Contradição reconhecida em primeira instância
O juiz federal reconheceu a nulidade de acordo judicial homologado por juízo incompetente, mas mesmo assim deferiu reintegração de posse a favor de fazendeira. O MPF, o Incra e a Fundação Cultural Palmares recorreram, destacando proteção federal às terras quilombolas.
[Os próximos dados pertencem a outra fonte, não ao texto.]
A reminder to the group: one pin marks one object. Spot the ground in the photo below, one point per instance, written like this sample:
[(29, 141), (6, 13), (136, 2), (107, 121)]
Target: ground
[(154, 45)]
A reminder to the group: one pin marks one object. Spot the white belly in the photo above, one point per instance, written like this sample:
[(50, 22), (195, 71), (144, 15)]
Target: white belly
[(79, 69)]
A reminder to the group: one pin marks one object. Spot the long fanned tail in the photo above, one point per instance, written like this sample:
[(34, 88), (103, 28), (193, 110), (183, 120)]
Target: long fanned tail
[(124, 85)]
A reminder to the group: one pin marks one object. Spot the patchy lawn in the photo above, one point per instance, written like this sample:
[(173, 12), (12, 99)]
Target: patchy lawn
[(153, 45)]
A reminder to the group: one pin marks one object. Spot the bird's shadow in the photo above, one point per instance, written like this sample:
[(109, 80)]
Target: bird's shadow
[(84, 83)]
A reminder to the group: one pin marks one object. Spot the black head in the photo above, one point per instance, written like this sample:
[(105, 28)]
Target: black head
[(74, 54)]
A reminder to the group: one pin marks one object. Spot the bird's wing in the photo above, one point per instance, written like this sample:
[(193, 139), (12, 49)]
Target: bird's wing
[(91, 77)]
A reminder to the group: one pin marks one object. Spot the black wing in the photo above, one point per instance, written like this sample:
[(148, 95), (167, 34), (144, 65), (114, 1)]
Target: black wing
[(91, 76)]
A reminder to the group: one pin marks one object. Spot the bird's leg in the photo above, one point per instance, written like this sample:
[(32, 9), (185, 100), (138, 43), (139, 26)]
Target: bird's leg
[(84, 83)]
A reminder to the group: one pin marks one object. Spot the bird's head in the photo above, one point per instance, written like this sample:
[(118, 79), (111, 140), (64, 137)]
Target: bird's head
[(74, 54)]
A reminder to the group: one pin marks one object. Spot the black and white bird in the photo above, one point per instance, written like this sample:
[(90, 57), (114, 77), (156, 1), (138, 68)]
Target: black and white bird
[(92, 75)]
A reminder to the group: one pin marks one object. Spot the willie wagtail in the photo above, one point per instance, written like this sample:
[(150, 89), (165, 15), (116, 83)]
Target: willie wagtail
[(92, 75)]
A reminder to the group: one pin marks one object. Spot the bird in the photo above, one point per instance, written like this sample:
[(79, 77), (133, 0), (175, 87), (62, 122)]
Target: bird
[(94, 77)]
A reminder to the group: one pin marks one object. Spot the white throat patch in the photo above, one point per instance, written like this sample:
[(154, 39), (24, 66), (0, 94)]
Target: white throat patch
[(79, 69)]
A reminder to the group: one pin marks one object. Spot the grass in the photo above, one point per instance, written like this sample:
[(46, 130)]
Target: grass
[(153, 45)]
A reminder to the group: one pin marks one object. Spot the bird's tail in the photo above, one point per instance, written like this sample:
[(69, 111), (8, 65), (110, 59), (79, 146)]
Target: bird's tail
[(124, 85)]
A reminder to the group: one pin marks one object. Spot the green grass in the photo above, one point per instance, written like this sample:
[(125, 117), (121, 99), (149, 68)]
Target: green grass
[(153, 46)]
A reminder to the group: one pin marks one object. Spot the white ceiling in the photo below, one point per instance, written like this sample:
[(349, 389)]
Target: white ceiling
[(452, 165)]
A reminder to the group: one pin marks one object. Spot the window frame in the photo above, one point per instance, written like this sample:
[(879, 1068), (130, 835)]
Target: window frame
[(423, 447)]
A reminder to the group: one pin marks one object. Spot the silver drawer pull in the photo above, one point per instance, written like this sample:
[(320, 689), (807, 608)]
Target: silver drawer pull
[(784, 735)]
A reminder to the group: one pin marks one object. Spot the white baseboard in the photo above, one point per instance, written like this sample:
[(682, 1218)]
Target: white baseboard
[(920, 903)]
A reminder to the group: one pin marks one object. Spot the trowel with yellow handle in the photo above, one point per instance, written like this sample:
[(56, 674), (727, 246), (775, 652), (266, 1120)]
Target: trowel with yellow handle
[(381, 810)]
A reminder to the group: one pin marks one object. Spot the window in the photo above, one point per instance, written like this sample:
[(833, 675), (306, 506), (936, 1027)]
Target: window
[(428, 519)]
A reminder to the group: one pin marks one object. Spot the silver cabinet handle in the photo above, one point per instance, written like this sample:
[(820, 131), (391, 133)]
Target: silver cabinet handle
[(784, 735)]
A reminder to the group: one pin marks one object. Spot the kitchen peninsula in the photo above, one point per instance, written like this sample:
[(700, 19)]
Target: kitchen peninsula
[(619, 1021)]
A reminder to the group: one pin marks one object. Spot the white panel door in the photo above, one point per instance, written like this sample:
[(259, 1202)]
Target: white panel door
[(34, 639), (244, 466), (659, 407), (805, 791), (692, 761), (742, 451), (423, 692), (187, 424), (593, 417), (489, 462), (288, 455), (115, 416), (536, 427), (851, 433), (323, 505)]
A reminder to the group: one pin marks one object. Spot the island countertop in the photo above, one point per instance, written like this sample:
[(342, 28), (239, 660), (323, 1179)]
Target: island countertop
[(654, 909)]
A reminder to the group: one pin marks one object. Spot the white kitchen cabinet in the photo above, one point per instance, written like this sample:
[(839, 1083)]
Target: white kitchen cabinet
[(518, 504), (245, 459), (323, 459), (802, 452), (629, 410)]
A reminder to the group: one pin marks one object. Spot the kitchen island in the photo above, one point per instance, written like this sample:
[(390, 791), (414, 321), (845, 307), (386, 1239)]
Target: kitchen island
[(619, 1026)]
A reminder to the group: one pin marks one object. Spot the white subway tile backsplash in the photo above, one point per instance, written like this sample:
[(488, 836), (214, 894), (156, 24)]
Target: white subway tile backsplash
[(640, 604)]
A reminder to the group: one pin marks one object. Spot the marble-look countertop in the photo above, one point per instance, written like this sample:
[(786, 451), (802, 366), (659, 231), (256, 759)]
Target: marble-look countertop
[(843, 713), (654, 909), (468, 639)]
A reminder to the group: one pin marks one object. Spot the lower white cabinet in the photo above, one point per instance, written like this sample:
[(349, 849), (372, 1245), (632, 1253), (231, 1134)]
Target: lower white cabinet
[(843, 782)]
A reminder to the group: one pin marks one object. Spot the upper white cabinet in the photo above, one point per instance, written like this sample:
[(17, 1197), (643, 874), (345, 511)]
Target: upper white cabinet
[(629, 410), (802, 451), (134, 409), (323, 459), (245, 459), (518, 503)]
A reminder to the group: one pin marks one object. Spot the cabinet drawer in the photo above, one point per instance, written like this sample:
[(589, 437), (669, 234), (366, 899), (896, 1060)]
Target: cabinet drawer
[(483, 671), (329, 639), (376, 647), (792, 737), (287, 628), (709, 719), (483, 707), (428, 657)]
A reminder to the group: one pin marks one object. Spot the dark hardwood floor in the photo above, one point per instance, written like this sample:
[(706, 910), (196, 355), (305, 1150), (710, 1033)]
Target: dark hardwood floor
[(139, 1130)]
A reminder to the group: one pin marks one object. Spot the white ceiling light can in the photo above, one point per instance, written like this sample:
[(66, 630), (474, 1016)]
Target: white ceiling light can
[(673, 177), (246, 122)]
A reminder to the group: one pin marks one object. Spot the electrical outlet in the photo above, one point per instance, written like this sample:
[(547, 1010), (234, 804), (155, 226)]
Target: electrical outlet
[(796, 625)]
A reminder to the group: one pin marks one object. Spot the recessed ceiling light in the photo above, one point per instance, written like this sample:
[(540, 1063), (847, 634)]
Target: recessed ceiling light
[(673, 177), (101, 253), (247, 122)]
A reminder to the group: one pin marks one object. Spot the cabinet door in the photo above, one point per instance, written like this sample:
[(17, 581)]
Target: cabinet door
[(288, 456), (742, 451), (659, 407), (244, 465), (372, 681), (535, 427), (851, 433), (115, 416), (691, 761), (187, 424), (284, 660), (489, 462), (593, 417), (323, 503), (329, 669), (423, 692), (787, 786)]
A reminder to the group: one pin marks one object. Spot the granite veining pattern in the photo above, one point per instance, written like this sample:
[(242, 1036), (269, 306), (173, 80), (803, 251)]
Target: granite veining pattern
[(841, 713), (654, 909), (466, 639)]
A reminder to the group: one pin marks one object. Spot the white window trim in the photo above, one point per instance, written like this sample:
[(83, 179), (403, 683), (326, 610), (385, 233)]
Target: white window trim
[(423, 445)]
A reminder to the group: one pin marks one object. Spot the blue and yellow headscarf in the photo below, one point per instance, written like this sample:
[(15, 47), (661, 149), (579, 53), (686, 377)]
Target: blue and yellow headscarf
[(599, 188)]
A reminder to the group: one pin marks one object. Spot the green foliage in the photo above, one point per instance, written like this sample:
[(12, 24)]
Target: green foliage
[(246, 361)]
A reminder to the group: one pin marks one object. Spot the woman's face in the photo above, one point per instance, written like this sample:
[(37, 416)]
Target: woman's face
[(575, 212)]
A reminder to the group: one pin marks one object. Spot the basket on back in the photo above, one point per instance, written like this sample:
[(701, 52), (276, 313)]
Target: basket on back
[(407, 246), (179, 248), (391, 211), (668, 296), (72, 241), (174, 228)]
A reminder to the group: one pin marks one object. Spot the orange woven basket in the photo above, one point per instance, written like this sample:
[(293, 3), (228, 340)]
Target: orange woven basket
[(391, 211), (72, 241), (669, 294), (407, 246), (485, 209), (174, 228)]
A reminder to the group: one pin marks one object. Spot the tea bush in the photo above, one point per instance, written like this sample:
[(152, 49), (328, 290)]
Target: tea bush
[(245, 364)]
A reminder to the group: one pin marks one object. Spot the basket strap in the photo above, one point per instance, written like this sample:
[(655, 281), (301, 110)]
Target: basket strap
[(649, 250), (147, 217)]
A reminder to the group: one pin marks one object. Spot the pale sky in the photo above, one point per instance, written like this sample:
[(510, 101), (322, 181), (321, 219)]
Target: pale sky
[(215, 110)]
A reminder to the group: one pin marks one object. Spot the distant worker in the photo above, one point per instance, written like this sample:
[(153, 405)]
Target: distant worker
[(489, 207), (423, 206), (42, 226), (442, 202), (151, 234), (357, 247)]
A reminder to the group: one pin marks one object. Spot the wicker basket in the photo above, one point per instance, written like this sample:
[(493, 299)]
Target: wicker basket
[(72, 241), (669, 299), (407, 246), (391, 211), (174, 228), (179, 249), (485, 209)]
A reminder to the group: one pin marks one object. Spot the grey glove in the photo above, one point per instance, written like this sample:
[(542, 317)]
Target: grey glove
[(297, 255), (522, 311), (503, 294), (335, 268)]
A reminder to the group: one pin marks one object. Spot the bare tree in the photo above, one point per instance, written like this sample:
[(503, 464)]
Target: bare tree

O relator, desembargador Eduardo Martins, apontou incoerência lógica: título inválido não produz efeitos jurídicos aptos a sustentar tutela possessória. A ocupação tradicional da comunidade está protegida mesmo sem titulação formal definitiva.
Proteção coletiva do território
O TRF1 ressaltou que integrante isolado da comunidade não detém poder para dispor do território de natureza coletiva. A medida de desocupação desconsiderava identidade, cultura e modo de vida da população tradicional.
O que muda na prática
Proprietários que disputam áreas com comunidades quilombolas não podem usar acordos viciados ou títulos inválidos para expulsão. A decisão reforça que a proteção jurídica às comunidades abrange posse tradicional, não apenas matrícula formal do imóvel.